Normal Strength Draft classes will still experience randomness of player generation, as well as strong and weak positional groups that year. E.g. A generational QB talent (>90ovr and XF dev) can generate on Normal, but on Very Strong has much greater probability as all QB generation gets a lift (imagine a bell curve distribution of Ovr at a position, and then move the curve to the right).
Weak and Very Weak draft classes act like they're shifting the curve to the left but the draft classes generated will still have some players in the 70-75ovr range at a position but the likelihood of >75 drops significantly.
When using a generator that randomises draft class strength varying per group, the draft class expected range of those groups shifts relative to the strengths or weaknesses. E.g. A very strong OT class will have 10+ Top5, 1st and 1st-2nd LT/RT, a handful of 2-3 and Day3 and the rest UDFA and this will displace the other position groups set to Normal strength (so the LT/RT will occupy more of the 1st round, such as the HB, WR, QB etc will get pushed down rounds and even further displace any group set to Weak or Very Weak). Over time this randomness balances out over multiple seasons thankfully, I have a Very Strong QB class followed by a Weak class using my generator and you can plan your Free Agency and draft/trades accordingly.

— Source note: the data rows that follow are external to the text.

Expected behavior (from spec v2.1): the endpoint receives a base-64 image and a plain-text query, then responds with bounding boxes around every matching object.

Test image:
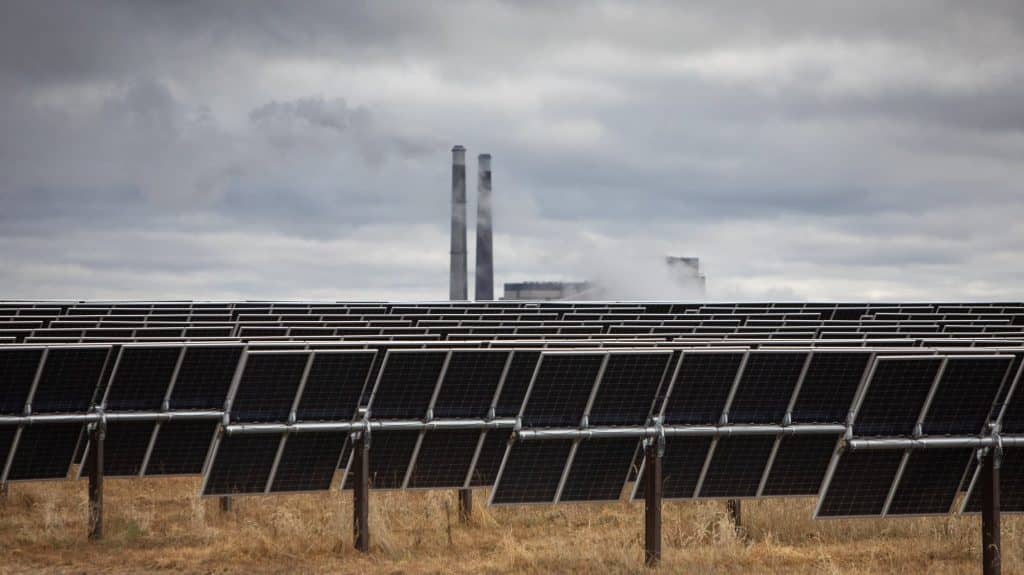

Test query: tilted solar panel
[886,448,974,516]
[725,351,808,424]
[789,351,872,424]
[851,356,943,437]
[166,345,244,410]
[294,350,376,422]
[634,436,713,500]
[698,436,776,498]
[82,421,156,477]
[102,345,182,411]
[430,350,510,419]
[518,352,605,428]
[816,450,904,518]
[587,351,672,426]
[269,431,347,493]
[921,356,1011,436]
[145,420,219,476]
[367,351,448,420]
[0,347,44,415]
[558,438,638,502]
[229,351,310,423]
[760,434,841,496]
[5,423,82,481]
[29,346,111,413]
[661,351,745,425]
[468,429,512,487]
[490,439,573,505]
[405,429,482,489]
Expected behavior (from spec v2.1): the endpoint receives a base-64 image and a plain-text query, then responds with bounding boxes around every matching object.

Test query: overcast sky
[1,1,1022,301]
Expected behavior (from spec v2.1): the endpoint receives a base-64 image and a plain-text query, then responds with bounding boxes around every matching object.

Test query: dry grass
[0,475,1021,574]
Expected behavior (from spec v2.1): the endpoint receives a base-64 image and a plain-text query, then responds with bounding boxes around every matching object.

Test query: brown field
[0,476,1020,574]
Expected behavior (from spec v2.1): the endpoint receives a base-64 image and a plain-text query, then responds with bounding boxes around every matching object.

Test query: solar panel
[634,437,714,500]
[493,351,541,417]
[519,353,605,428]
[229,351,310,423]
[790,351,872,423]
[816,450,904,517]
[294,350,375,422]
[921,356,1011,436]
[661,351,744,425]
[269,431,347,493]
[81,421,156,477]
[102,346,182,411]
[490,439,573,505]
[587,352,672,426]
[202,434,282,495]
[5,423,82,481]
[405,429,482,488]
[367,351,448,420]
[964,447,1024,513]
[0,347,44,414]
[355,430,419,489]
[725,351,808,424]
[886,448,973,515]
[144,420,219,476]
[28,347,110,413]
[851,357,943,437]
[698,436,775,498]
[166,345,244,410]
[760,434,840,496]
[558,438,637,502]
[431,350,510,418]
[468,429,512,487]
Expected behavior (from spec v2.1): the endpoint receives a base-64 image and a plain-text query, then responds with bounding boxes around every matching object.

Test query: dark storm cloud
[0,0,1022,300]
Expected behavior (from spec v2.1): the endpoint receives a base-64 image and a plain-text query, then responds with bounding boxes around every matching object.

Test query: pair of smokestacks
[449,145,493,301]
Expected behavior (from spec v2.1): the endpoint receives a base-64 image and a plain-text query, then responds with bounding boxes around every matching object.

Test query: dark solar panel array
[587,352,671,426]
[725,351,807,424]
[661,352,744,425]
[519,353,604,428]
[852,357,943,437]
[368,351,447,420]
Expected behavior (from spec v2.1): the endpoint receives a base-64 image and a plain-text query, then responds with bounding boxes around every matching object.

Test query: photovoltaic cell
[84,421,156,476]
[366,430,419,488]
[726,352,807,424]
[145,420,218,475]
[999,360,1024,434]
[760,435,840,496]
[887,449,972,515]
[816,450,903,517]
[559,438,637,502]
[368,351,447,420]
[520,353,604,428]
[103,346,181,411]
[295,351,375,422]
[431,350,509,418]
[635,437,714,500]
[698,436,775,498]
[270,431,346,493]
[494,351,541,417]
[790,352,871,423]
[852,357,942,437]
[468,429,512,487]
[921,356,1011,436]
[29,347,110,413]
[230,352,309,423]
[167,345,244,410]
[491,440,573,504]
[661,352,744,425]
[587,353,671,426]
[406,429,481,488]
[964,448,1024,513]
[0,348,43,414]
[6,423,82,480]
[203,434,281,495]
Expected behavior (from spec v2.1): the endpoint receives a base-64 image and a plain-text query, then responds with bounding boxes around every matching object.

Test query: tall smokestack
[450,146,468,300]
[475,153,493,300]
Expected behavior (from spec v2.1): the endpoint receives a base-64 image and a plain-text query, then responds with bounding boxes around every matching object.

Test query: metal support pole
[352,433,370,553]
[458,488,473,522]
[982,451,1001,575]
[727,499,742,531]
[644,440,662,567]
[219,496,233,513]
[87,421,105,541]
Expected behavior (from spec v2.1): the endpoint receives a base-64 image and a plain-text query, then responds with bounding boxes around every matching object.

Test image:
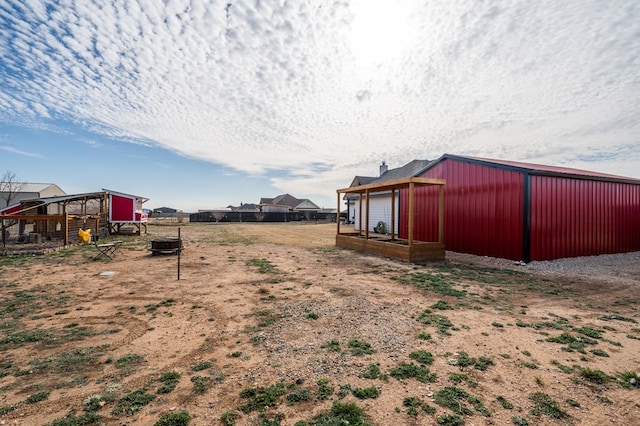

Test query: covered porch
[336,177,446,262]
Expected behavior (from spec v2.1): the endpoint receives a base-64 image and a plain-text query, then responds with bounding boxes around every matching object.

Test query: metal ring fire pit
[148,237,183,256]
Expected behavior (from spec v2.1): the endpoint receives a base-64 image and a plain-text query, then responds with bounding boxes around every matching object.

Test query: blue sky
[1,0,639,212]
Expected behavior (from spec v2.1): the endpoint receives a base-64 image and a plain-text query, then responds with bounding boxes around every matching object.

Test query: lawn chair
[92,235,119,260]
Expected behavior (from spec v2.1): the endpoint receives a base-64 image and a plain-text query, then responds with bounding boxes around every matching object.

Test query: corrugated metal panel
[401,159,525,260]
[530,176,640,261]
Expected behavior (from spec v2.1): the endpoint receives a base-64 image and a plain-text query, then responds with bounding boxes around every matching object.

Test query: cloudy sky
[1,0,639,211]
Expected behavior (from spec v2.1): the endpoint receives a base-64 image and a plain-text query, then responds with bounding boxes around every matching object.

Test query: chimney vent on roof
[379,161,388,176]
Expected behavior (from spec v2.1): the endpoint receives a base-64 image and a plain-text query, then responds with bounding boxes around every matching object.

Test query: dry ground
[0,222,638,426]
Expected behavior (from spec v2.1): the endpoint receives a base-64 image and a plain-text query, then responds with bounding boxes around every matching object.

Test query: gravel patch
[448,250,640,286]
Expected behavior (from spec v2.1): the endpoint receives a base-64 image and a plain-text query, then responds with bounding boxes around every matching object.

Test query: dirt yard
[0,223,638,426]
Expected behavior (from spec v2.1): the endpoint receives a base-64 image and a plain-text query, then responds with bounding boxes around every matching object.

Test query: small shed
[105,189,149,235]
[402,154,640,262]
[0,183,66,211]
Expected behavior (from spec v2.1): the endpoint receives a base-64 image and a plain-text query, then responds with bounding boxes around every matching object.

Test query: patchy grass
[409,350,434,365]
[321,340,341,352]
[238,382,286,413]
[579,368,610,385]
[529,392,569,419]
[417,310,456,335]
[112,389,155,416]
[599,314,637,323]
[154,411,190,426]
[447,351,494,371]
[157,371,181,394]
[403,396,436,417]
[247,258,276,273]
[497,395,514,409]
[348,339,375,356]
[618,371,640,389]
[395,271,467,298]
[310,401,372,426]
[287,388,310,404]
[316,378,335,400]
[389,362,437,383]
[25,391,49,404]
[361,364,387,380]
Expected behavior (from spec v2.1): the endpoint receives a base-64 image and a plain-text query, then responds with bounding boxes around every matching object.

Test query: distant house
[226,203,260,212]
[345,160,431,232]
[153,207,178,214]
[259,194,321,212]
[0,182,66,213]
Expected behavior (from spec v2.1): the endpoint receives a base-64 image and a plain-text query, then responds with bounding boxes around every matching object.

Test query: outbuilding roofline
[102,188,150,203]
[414,153,640,185]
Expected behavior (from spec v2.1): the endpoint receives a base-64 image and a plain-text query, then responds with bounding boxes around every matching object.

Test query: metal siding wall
[402,159,524,260]
[530,176,640,261]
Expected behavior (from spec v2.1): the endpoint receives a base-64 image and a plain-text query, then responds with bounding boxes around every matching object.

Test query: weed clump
[157,371,181,394]
[351,386,379,399]
[447,351,494,371]
[433,386,478,416]
[417,310,456,335]
[431,300,454,310]
[361,364,387,380]
[403,396,436,417]
[191,361,212,371]
[239,382,286,413]
[511,415,529,425]
[409,350,434,365]
[389,362,437,383]
[26,391,49,404]
[579,368,610,385]
[83,394,112,412]
[220,410,238,426]
[321,340,341,352]
[436,413,465,425]
[316,378,334,400]
[618,370,640,389]
[48,413,102,425]
[589,348,609,357]
[191,375,210,392]
[112,389,155,416]
[287,389,310,404]
[348,340,375,356]
[496,395,514,409]
[417,332,432,340]
[311,401,371,426]
[154,411,190,426]
[529,392,569,419]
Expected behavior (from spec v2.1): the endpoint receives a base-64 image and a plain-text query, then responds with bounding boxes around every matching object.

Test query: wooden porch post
[358,192,363,236]
[365,189,370,240]
[336,191,340,234]
[390,189,396,239]
[63,213,69,246]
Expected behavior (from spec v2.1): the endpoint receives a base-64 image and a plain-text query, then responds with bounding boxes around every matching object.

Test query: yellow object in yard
[78,228,91,244]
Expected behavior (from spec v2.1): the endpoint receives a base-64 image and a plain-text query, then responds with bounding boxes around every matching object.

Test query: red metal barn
[400,154,640,262]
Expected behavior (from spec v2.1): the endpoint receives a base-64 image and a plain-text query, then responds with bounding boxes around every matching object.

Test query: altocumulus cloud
[0,0,639,197]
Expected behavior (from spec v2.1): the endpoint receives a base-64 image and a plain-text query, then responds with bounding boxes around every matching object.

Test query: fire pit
[148,237,183,256]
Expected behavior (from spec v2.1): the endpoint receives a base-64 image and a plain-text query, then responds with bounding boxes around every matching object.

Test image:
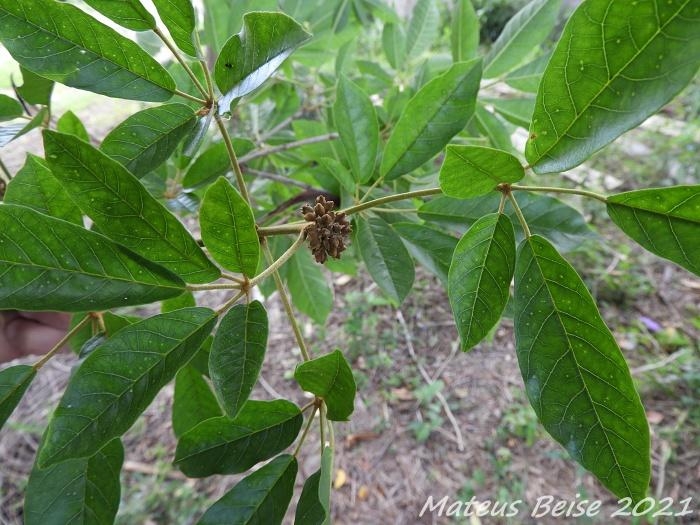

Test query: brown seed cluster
[302,195,351,264]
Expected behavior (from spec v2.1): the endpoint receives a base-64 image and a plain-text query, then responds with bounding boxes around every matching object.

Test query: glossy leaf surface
[449,214,515,351]
[439,145,524,198]
[38,308,216,466]
[25,439,124,525]
[198,454,297,525]
[357,216,415,305]
[381,59,482,180]
[215,12,311,113]
[101,104,197,177]
[43,130,219,284]
[210,301,268,418]
[0,0,175,101]
[200,177,260,277]
[152,0,197,55]
[607,186,700,276]
[0,365,36,430]
[295,350,356,421]
[82,0,156,31]
[514,235,650,501]
[56,111,89,142]
[0,204,185,311]
[175,400,302,477]
[526,0,700,173]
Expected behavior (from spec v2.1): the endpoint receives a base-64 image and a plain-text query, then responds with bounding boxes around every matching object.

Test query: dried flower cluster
[302,195,351,263]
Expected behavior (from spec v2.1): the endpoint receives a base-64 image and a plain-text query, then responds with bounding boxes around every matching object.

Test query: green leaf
[356,216,414,304]
[451,0,479,63]
[294,446,332,525]
[82,0,155,31]
[24,439,123,525]
[38,308,216,467]
[182,142,235,189]
[210,301,268,419]
[505,52,552,93]
[3,154,83,225]
[607,186,700,276]
[392,222,457,286]
[287,249,334,325]
[0,204,186,311]
[449,213,515,351]
[405,0,440,60]
[215,11,311,113]
[0,365,36,430]
[382,23,406,70]
[173,365,222,438]
[0,94,22,122]
[175,399,303,477]
[198,454,297,525]
[526,0,700,174]
[318,157,355,195]
[200,177,260,277]
[152,0,197,56]
[100,104,197,178]
[334,75,378,183]
[180,112,213,167]
[161,290,196,313]
[56,111,89,142]
[439,145,524,198]
[514,235,650,502]
[0,107,48,148]
[43,130,220,284]
[295,350,356,421]
[380,58,482,181]
[474,105,513,152]
[484,97,534,128]
[16,66,53,106]
[483,0,561,78]
[0,0,175,101]
[419,192,594,252]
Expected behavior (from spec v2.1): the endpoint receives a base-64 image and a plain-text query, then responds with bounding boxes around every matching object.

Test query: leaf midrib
[528,238,635,499]
[533,0,690,163]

You can use non randomised draft class strengths with adjusted XP sliders to offset some of the bias in the draft class generator permanently too. E.g. setting WR to permanently Weak with a 10-20% boost to XP slider means less 70+ WR rookies entering the league and less high picks at those positions but all players develop faster (especially with Dev, mentor or and as a future starter etc). Similarly the QB draft classes can be too strong over time, or the defensive groups too weak compared to NFL trends etc.